I thought I would escape comment on Carrie Prejean – Miss California, and runner-up in the Miss USA pageant – but with ongoing revelations of the “windy day” photos from earlier in her career, the story just keeps on going, like a risqué Energizer Bunny®.
Most everyone should be familiar by now with the question that the contestant judge – Perez Hilton – asked Prejean about “gay marriage.” Another state had decided to permit it, so what did she think? Prejean indicated that she was pleased that our civic arrangements permit people choose to engage in such rites, but that her rearing taught her that God desired marriage to be between one woman and one man. Prejean did fairly well, I thought, for a 21-year-old. (How has she responded since then to the fawning Christian community and the ‘windy day’ photos? Not so much.)
So, I wondered what I would have said to such a question. At the age of 21, I probably would have said something coarse and completely unbiblical.

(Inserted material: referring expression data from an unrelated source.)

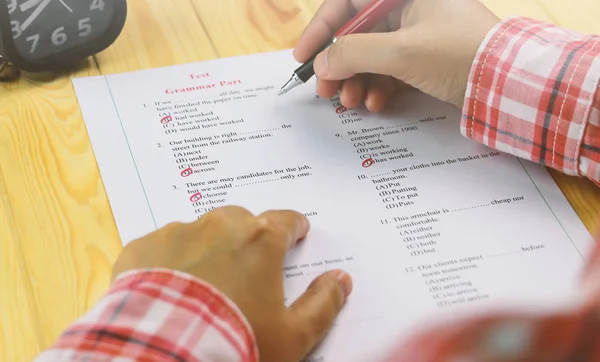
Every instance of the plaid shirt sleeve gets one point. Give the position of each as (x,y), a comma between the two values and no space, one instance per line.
(533,92)
(157,315)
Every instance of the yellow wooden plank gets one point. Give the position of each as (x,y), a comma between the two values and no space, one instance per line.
(157,34)
(56,235)
(58,239)
(239,27)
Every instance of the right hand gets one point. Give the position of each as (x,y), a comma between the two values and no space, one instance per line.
(427,44)
(242,255)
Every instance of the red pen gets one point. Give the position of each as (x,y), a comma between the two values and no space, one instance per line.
(362,22)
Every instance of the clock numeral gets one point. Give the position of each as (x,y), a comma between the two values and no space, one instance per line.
(97,4)
(84,27)
(16,27)
(58,36)
(35,39)
(12,6)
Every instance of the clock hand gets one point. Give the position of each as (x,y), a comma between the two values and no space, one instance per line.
(29,4)
(67,6)
(35,14)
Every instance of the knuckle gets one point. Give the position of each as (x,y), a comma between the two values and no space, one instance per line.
(337,52)
(266,231)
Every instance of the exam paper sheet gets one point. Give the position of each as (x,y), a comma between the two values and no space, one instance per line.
(428,223)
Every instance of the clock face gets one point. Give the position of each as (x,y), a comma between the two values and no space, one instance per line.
(42,28)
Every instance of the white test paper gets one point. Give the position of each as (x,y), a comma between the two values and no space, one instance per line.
(428,223)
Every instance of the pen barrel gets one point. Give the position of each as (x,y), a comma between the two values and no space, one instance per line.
(306,70)
(368,17)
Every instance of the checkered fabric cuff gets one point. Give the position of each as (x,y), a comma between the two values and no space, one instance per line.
(158,315)
(533,92)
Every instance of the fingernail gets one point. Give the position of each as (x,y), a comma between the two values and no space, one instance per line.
(321,64)
(345,282)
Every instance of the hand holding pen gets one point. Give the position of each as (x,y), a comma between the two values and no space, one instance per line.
(426,44)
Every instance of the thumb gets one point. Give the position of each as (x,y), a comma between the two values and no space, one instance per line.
(358,53)
(313,314)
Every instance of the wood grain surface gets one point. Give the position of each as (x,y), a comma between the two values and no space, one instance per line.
(58,239)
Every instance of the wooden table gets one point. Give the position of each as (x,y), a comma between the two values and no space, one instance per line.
(58,239)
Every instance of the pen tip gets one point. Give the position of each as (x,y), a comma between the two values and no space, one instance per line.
(293,82)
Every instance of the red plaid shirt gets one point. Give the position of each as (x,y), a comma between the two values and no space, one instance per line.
(532,92)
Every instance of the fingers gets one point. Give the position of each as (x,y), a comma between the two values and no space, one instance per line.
(328,88)
(379,89)
(283,226)
(330,16)
(313,314)
(353,91)
(358,53)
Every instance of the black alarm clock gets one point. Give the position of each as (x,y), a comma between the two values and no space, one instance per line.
(43,35)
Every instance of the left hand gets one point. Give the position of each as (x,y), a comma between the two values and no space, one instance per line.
(242,255)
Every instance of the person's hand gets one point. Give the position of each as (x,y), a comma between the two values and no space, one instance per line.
(427,44)
(242,255)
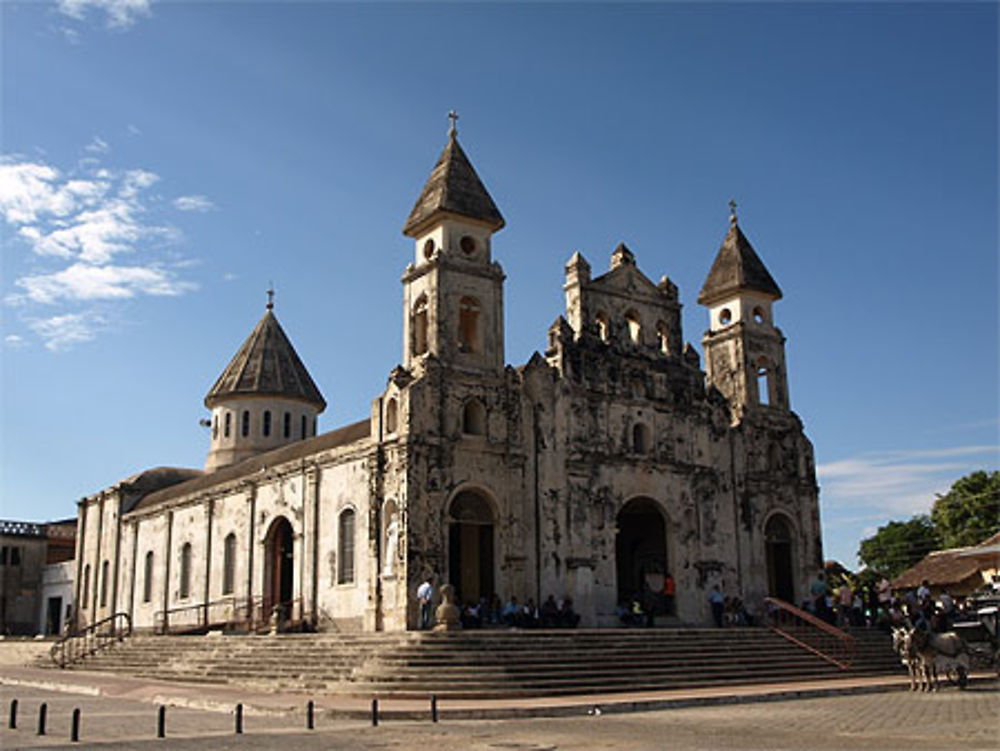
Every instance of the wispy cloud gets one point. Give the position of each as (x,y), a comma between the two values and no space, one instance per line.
(63,331)
(78,227)
(118,14)
(193,203)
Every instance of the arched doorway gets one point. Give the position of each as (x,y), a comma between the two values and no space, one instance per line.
(278,568)
(470,546)
(641,553)
(778,551)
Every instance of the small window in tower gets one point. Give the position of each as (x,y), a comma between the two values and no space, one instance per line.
(391,416)
(634,326)
(663,336)
(419,326)
(763,384)
(474,418)
(640,438)
(468,325)
(603,328)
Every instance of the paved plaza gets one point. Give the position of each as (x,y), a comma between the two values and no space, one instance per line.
(883,721)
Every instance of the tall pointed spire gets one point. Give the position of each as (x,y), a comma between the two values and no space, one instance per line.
(453,188)
(737,268)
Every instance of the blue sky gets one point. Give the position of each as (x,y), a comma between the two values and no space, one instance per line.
(163,162)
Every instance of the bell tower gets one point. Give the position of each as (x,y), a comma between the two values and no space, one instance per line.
(453,290)
(744,350)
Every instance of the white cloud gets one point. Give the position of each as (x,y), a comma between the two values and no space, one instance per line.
(83,281)
(97,146)
(120,14)
(76,226)
(63,331)
(193,203)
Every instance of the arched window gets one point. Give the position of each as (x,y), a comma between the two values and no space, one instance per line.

So, I rejected what would have been the indiscretions of my youth and wondered what I would have said now.
Put aside, if possible, the image you might be having of a 41-year-old male beauty contestant, “drummer extraordinaire” or not.
You must know that I am an ardent traditionalist, in the sense that I believe God designed and gave to us the marriage relationship, and that any given marriage should be between one man and one woman. Given recent scientific developments and medical advances (see Al Mohler’s article about gender confusion), I should probably say that marriage should be between one-who-has-always-been-a-man and one-who-has-always-been-a-woman, not in the man-trapped-in-a-woman’s-body sense, but in the Garden of Eden sense, fig leaves and all.
I am, also, an ardent federalist, not in the sense that all power should be concentrated in a central government (as in ‘the Feds’), but in the 10th Amendment sense that these United States retain power not explicitly granted by the Constitution to the government in Washington, D.C. (see, e.g., the Federalist Society and the Tenth Amendment Center). Local groups of citizens (the States) are better able to reflect their moral consensus than bureaucrats in Washington, D.C. If, for example, my fellow citizens in Alabama decided to permit ‘gay marriage,’ and if I felt strongly enough about it, I should be able to move to Arizona, where they don’t. The beauty of the U.S. system is that not all States are required to do and believe the same things.
(Some years back a couple of law school friends and I were discussing a federal judge’s ruling that Alabama must remove the Ten Commandments display from the State Courthouse. They simply accepted – as undisputed historical truth – that the central government could order a State what to do with its own property. When I suggested that the Alabama governor ignore the order, they were incredulous. This attitude that the central government is sovereign over all issues is part of the cause for many of our problems today.)
So, my response to Perez Hilton’s question might have gone something like this:
“The God of Abraham, Isaac and Jacob, whom I serve in the Lord Jesus Christ, gave mankind the institution of marriage as a gift to enjoy and as the means by which we populate the earth, and he instructed us that it is to be between one man and one woman. However, the United States is not the kingdom of Christ, and the citizens of the several States should be free to determine this issue as their respective faiths and consciences dictate.
“My hope would be that as God draws men to himself, prompting them to repent of sin and turn to righteousness in Christ, that my fellow citizens would determine this issue in a way that glorifies God.”
Come to think of it, if I gave this answer, Perez Hilton might have said nasty things about me, too, and someone would have inevitably dredged up some “windy day” photos of me.